Boltzmann machines are a well established model for classical machine learning, based on ideas rooted in physics like thermal distributions. Roughly eight years ago now, quantum Boltzmann machines were proposed as a generalization of their classical counterparts and can be understood as parameterized thermal states of local Hamiltonians. While this generalization allows for non-commuting Hamiltonians inaccessible in the classical case, training them for various optimization tasks had remained an obstacle. In this talk, I'll discuss how my coauthors and I have overcome this obstacle by deriving analytical expressions for the gradient and providing quantum algorithms that can estimate it. The algorithms make use of standard primitives such as the Hadamard test, classical sampling, and Hamiltonian simulation.
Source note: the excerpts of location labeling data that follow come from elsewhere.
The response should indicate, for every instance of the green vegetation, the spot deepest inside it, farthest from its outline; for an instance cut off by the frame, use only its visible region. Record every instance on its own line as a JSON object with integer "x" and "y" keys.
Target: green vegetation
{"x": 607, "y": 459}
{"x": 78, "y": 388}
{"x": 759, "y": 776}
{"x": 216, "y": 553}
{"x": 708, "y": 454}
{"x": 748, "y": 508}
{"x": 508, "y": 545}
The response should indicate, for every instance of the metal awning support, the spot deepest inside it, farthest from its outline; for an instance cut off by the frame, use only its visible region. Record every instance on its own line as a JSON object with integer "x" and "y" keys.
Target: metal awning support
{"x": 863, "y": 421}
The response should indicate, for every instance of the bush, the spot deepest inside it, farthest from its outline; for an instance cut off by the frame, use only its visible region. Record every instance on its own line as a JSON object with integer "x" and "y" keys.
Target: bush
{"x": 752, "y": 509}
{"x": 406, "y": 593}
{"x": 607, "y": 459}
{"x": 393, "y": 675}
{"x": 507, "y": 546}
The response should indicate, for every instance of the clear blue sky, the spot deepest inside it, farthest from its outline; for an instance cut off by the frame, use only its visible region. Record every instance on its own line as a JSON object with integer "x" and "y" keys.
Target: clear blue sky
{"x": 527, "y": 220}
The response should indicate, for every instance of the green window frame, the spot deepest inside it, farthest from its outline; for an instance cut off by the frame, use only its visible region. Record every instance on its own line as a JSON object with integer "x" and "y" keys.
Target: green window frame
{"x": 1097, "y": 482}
I'll also show how to train quantum Boltzmann machines using a metric-aware gradient descent algorithm, which makes use of analytical expressions we have derived for quantum generalizations of the Fisher information matrix and quantum algorithms we have constructed for estimating information matrix elements. Finally, I'll introduce a new model called evolved quantum Boltzmann machines, which uses parameterized time-evolved thermal states as an ansatz, extending the conventional model of quantum Boltzmann machines. Evolved quantum Boltzmann machines incorporate real and imaginary time evolution according to two different non-commuting parameterized Hamiltonians, and they can also be trained using metric-aware gradient descent. If time permits, I'll mention applications of our findings to estimating time-evolved thermal states. Based on joint work with Daniel Koch, Michele Minervini, Dhrumil Patel, Saahil Patel, and available at arXiv:2410.12935, arXiv:2410.24058, and arXiv:2501.03367.